In the New Zealand context, there has been a conspicuous lack of documented discussion about the integration of breastfeeding and paid employment. However, as part of World Breastfeeding Week 1993, a charge nurse described her breastfeeding -friendly workplace at a La Leche League led workshop. Provisions extended to breastfeeding mothers included the ability to begin work at 8am rather than the usual 7amcommencement; one hour for lunch as opposed to the usual 30 minute lunchbreak in order to maximise mothers' time with their babies in the hospital crèche; a private room in which to breastfeed when necessary as, at that stage, one mother's partner brought the baby in to be breastfed at dinner time, and an increased sensitivity to the mother's needs for time off work when the baby was sick. In addition, staff were advised of the need for breastfeeding mothers to have their breaks at fixed times. 

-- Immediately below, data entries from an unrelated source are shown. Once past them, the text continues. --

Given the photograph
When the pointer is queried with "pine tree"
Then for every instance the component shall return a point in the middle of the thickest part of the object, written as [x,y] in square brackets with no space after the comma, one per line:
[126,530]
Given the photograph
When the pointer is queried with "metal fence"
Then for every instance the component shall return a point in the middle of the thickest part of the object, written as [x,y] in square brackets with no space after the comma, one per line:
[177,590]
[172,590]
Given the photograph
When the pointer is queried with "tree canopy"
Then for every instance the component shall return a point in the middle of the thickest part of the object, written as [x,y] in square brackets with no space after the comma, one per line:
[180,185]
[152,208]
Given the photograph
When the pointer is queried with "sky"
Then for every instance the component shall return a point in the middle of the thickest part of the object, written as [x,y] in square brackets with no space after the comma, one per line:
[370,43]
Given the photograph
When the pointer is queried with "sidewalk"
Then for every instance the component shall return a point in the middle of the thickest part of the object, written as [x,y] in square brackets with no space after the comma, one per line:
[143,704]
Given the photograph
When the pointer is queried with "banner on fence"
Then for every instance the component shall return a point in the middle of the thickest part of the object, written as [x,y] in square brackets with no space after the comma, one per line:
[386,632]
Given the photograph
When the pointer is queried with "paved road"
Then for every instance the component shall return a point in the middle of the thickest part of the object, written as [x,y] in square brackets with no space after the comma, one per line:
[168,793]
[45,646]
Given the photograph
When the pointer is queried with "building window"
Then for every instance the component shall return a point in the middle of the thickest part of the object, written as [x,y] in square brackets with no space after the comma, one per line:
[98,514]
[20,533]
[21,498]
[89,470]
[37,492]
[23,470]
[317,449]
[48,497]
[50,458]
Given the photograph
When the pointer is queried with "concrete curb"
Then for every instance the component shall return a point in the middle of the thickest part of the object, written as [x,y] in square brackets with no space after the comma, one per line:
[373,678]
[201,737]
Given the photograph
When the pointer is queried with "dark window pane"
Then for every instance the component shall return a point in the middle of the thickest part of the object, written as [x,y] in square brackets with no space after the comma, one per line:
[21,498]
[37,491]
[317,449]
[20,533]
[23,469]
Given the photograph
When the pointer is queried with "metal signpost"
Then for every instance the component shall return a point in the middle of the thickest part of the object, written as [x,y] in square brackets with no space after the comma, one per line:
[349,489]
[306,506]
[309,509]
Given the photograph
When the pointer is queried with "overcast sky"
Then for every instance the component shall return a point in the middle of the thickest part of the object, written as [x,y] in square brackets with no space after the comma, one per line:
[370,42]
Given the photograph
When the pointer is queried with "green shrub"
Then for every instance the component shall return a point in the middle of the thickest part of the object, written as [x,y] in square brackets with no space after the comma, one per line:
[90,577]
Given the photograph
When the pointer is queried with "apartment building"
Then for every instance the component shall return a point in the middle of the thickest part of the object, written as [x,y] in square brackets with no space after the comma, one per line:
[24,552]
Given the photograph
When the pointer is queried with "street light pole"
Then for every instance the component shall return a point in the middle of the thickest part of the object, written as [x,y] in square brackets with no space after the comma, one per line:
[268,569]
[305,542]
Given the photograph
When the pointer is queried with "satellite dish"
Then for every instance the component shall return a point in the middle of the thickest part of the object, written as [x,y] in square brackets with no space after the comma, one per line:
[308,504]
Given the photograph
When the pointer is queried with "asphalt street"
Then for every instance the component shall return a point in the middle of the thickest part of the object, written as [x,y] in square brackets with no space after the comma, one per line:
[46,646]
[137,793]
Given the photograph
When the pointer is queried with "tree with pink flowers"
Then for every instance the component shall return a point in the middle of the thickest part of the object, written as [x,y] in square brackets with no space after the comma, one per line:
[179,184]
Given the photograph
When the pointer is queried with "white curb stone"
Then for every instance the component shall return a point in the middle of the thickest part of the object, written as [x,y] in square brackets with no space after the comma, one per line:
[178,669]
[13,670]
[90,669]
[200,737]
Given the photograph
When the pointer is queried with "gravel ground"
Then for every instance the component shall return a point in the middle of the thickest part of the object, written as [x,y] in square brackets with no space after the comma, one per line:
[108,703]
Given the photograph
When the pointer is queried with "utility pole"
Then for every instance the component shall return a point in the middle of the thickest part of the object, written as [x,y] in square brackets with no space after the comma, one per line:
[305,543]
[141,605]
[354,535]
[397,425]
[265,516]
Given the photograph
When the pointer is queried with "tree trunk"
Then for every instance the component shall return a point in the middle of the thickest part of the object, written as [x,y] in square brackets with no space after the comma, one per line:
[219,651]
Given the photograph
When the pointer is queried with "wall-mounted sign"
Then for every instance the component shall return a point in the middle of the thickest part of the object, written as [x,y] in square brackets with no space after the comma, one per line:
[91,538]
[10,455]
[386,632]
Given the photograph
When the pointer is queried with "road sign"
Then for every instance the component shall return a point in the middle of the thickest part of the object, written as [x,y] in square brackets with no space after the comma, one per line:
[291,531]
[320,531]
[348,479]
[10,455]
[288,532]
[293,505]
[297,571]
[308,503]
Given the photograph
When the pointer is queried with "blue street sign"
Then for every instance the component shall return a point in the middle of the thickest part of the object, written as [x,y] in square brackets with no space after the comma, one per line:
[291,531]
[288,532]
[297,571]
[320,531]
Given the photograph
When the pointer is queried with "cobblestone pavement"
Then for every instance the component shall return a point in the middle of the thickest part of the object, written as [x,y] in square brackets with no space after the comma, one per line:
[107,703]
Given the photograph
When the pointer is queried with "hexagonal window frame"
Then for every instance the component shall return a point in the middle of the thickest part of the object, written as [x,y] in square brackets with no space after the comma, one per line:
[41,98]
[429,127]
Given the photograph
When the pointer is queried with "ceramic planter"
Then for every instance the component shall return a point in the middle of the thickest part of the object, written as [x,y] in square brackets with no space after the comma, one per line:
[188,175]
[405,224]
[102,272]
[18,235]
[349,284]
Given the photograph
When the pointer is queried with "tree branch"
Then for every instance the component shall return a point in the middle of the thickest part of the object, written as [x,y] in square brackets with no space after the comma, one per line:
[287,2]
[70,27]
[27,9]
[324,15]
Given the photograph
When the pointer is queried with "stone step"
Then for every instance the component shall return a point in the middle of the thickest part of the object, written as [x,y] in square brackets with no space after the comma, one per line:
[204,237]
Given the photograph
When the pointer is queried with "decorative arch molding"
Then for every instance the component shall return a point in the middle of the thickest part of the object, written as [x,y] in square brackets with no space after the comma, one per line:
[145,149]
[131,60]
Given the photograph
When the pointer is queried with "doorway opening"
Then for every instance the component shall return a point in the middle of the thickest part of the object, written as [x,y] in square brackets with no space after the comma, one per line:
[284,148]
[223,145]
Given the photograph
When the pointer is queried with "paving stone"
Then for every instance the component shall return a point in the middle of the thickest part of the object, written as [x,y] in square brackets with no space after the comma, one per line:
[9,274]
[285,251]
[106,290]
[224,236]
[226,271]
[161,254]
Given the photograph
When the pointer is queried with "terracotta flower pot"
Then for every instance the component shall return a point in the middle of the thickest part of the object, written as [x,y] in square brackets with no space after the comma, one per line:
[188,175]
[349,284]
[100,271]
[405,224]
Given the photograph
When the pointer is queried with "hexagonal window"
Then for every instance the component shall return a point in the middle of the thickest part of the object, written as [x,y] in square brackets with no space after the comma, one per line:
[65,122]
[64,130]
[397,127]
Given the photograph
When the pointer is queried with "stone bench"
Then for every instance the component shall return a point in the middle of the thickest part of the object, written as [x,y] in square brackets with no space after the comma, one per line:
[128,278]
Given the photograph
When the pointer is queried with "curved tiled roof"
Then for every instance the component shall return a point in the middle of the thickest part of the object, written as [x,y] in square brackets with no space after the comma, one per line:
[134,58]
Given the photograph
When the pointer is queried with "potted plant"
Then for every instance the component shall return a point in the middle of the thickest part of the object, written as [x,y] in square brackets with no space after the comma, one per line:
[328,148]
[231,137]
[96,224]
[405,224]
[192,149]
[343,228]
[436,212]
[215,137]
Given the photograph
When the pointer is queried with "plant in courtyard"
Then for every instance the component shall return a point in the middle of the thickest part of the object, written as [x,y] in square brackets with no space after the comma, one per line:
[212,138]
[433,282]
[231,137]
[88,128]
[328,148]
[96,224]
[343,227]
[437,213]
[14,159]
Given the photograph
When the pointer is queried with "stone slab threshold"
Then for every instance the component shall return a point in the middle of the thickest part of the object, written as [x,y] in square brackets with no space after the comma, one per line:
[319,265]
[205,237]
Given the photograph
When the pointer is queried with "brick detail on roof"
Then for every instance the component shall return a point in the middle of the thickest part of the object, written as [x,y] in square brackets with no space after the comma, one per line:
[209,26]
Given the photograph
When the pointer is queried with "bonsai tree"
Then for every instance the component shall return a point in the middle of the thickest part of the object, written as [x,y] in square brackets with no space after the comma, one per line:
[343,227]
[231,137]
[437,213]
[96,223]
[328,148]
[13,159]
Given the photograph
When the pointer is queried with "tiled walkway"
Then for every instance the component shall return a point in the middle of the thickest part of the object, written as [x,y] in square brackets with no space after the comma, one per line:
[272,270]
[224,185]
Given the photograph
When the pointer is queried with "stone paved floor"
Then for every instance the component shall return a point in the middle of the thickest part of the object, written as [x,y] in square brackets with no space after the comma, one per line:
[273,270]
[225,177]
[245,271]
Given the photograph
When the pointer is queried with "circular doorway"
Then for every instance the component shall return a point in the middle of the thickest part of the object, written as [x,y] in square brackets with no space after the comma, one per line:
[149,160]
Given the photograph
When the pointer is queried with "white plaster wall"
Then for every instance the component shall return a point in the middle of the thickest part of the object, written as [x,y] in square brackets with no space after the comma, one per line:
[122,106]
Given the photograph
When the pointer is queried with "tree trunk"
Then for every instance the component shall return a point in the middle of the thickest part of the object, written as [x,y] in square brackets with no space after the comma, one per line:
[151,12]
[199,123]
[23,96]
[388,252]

In Wellington, New Zealand's capital city, there are several downtown childcare centres that primarily cater to infants and children of public servants. One of these has provisions for breastfeeding mothers in the form of sleep rooms with armchairs. In addition, childcare staff contact breastfeeding mothers when their babies are ready to feed. Another central city childcare centre, which takes infants from two months old, similarly has provisions for breastfeeding mothers. The crèche supervisor pointed out that the glidetime (flexitime) available to public servants also facilitates breastfeeding. She nevertheless suspected that the various pressures faced by mothers in paid employment, even by those with greater flexibility and control over their work environments, increases the likelihood that the child will receive formula supplements at an earlier stage than might have otherwise occurred. 

Conclusion  

I intend to leave drawing conclusions and / or implications for policy until the end of WABA's 1988 conference on Women, Work and Breastfeeding. Participation in this conference provides an important opportunity to listen to the experience of those in other countries and to incorporate some of this thinking into developing appropriate policy recommendations and initiatives and strategies to support breastfeeding among working women in both the New Zealand and the wider South Pacific contexts. 

Acknowledgements 

I wish to express my gratitude to the World Alliance for Breastfeeding Action who along with the New Zealand Ministry of Women's Affairs, and the New Zealand Ministry of Research, Science and Technology sponsored me to attend this conference. I also wish to acknowledge funding for this ongoing research from the Victoria University of Wellington's Foundation Scholarship, the Victoria University's Internal Grants Committee and the Claude McCarthy Trust. I would also like to thank Marcia Annandale and those other New Zealanders involved in advocacy and research regarding breastfeeding.